Our last instalment of Word Stories, with its focus on divine attributes, was all goodness and light. Now, as the days of late autumn get rapidly shorter, we, too, find ourselves in gloomier territory, turning our attention to darker matters. Of course, most of us try to avoid chaos, pandemonium and bedlam whenever possible, but we hope this doesn’t discourage you from reading further: etymologically speaking, their stories are devilishly interesting.
In Greek mythology and in the famous opening chapters of Hesiod’s Theogony, Chaos is personified as the primordial god of primordial gods: the indefinite, shapeless cosmic matter from which Erebus, personification of darkness, and Nyx, personification of night, come to be. The Greek common noun existed before this sense was coined and was khaos (χάος), meaning a physical void, chasm or abyss of awe-inspiring proportions such as a deep gorge, gulf or ravine. A more distant etymology is uncertain, but an Ancient Greek verb khaskein (χάσκειν) exists, meaning “to gape, be wide open”.
From its origins in Greek mythology, the term chaos was transferred during the Middle Ages and Renaissance to Judeo-Christian texts and commentaries. It came to designate the primeval confusion occurring before God’s order, and the advent of human civilization and religious devotion.
In the modern, scientific and mathematical sense, chaos describes a complex deterministic system whose behaviour is prone to drastic modifications caused by slight modifications of the initial data (e.g. the weather). This sense is from the early 1960s (“The chaos condition becomes more accurately satisfied as n becomes large”, The Journal of Chemical Physics, 1960), whereas “chaos theory”—often borrowed by non-scientific discourse—dates from the late 1980s.
The adjective chaotic was irregularly formed around the start of the eighteenth century from chaos and -ic, with an inserted -t- influenced by other noun–adjective couples with an Ancient Greek origin: hypnose/hypnotic, eros/erotic, demos/demotic, etc.

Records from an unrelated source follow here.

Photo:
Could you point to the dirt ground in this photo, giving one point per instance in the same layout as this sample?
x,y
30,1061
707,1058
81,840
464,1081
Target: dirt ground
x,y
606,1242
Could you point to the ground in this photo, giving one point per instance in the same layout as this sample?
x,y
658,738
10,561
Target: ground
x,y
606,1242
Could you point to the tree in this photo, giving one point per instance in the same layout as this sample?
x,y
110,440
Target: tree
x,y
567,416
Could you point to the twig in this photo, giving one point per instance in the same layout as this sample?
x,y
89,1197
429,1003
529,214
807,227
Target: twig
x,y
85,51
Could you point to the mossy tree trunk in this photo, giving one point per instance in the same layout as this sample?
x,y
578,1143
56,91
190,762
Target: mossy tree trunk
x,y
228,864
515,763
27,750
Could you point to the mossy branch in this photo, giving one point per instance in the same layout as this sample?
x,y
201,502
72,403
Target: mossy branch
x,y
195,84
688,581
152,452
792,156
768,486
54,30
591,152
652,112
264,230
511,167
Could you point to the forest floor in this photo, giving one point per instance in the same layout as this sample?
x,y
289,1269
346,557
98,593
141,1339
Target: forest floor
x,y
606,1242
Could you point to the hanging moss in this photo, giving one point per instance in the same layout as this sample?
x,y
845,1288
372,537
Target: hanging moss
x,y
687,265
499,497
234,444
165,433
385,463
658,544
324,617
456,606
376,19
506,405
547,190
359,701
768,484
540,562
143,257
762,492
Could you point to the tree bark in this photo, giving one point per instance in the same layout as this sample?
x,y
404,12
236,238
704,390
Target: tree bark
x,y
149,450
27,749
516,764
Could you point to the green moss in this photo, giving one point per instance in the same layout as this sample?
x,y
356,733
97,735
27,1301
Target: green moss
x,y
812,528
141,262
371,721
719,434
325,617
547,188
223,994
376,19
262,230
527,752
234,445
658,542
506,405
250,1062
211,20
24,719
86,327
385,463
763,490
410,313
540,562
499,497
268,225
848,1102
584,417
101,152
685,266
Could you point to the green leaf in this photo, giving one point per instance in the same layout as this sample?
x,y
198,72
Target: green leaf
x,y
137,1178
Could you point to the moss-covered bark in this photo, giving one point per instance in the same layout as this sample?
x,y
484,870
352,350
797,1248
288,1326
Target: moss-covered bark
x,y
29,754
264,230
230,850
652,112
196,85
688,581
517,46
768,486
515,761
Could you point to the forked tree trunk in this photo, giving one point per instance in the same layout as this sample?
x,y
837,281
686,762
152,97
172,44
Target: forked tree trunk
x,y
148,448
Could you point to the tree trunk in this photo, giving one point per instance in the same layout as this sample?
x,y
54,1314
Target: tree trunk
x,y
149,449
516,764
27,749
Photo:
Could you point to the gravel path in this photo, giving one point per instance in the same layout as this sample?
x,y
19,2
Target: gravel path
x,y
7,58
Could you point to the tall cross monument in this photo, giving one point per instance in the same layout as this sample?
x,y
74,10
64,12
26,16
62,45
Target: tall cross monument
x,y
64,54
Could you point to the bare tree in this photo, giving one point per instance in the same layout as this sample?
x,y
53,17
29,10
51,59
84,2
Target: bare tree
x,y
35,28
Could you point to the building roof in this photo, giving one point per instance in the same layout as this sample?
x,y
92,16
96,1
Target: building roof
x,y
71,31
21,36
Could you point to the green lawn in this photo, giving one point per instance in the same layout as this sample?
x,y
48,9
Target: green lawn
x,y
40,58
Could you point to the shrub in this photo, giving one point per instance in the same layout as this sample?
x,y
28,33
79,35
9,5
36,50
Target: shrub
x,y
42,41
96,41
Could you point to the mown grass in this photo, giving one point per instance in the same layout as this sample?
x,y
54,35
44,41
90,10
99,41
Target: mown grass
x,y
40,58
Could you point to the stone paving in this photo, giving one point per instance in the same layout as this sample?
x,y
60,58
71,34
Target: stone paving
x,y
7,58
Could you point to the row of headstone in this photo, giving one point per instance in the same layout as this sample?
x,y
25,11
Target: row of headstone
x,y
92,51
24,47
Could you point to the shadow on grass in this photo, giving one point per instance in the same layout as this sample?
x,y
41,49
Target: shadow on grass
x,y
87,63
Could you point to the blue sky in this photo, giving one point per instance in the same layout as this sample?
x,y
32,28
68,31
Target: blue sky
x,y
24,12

The word pandemonium was introduced by the English poet John Milton (1608–1674) in his masterpiece Paradise Lost, which retells the episode of the Fall of Man from the Book of Genesis. The term was coined by Milton as a proper noun, Pandæmonium, designating the centre of Hell, where Satan and all his demons hold council. Pandæmonium is assembled from the following familiar elements:
The Greek combining form pan- “all” (from the neuter form of pas “all”), used in words like panorama, pandemic, pantheon…
A Latinized spelling of the Greek noun daimōn (δαίμων) “angel, spirit, divinity” and, in later Christian mythology, “demon”
- The Latin suffix -(i)um, here indicating an assembly or group, the equivalent of Greek ending -(i)on (see Athenaeum)
Milton’s coinage can also be analyzed, and often is, as the combination of pan- and Late Latin noun daemonium “demon, evil spirit”, from Greek daimonion, a diminutive of daimōn. The presence in the proper noun of the Anglo-Latin ligature æ, adapted from the Greek diphthong ai (as in daimōn becoming daemon), gives further credit to this analysis.
The metaphorical extension of pandemonium as a “place of corruption and evil” and as a “noisy and chaotic situation” is hardly surprising. During the seventeenth century, the senses of the word moved away from religious imagery and came to apply to myriad secular situations.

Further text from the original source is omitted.